Aera's products expand Advanced Energy's offering of critical sub-system solutions that enable the plasma-based manufacturing process used in the manufacture of semiconductors. Advanced Energy's current product offering includes components for power delivery and control, remote plasma clean, temperature sensing, temperature management, process instrumentation, and an emerging technology in mass flow control acquired through the purchase of EMCO in January 2001.

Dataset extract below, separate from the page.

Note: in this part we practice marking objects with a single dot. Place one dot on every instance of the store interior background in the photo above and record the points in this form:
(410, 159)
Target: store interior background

Aera was founded in 1976 as Nippon Tylan, and later renamed Aera in 1996. The company provides the semiconductor industry with a broad range of efficient, reliable and accurate process control equipment and support. Aera's product lines include digital mass flow controllers, pressure-based mass flow controllers, liquid mass flow controllers, ultrasonic liquid flow meters and liquid vapor delivery systems. For the fiscal year ended June 2001, revenues were $114 million and operating income was $17 million. The company employs 205 people with offices in 6 locations worldwide, including Aera Corporation, its US headquarters in Austin, Texas.


ABOUT ADVANCED ENERGY

Advanced Energy is a global leader in the development, marketing, and support of technology solutions that are critical in the manufacture of semiconductors, data storage products, and flat panel displays as well as in applications that involve surface modification and process power control. Original equipment manufacturers (OEMs) and end-users around the world depend on AE products when plasma-based technology plays a central role in their manufacturing process. AE offers a comprehensive line of technology solutions including power conversion and control systems, process monitoring and control tools, ion-beam sources, dynamic temperature control products, and plasma abatement systems. AE technology solutions are sold and supported globally by direct offices, representatives, and distributors. Founded in 1981, AE is a publicly held company traded on Nasdaq National Market under the symbol AEIS.

SAFE HARBOR STATEMENT

This press release contains forward-looking statements within the meaning of the Private Securities Litigation Reform Act of 1995. These forward-looking statements represent the company's reasonable judgments with respect to future events, but are subject to risks and uncertainties that could cause actual results to differ materially from those described in the forward-looking statements. Among the factors that could cause such different results are: the volatility and cyclicality of the semiconductor and semiconductor capital equipment industries, fluctuations in quarterly and annual revenues and operating results, Advanced Energy's ongoing ability to develop new products in a highly competitive industry characterized by increasingly rapid technological changes, our ability to successfully integrate Aera's operations; unanticipated integration costs or substantial diversion of management's attention; and the possibility that the projections on which the companies relied to determine the advisability of the merger ultimately might not prove to have been accurate These and other cautionary statements are set forth in Advanced Energy's SEC reports, including annual reports on Form 10-K and quarterly reports on Form 10-Q. Advanced Energy Industries, Inc. assumes no obligation to update the information in this press release.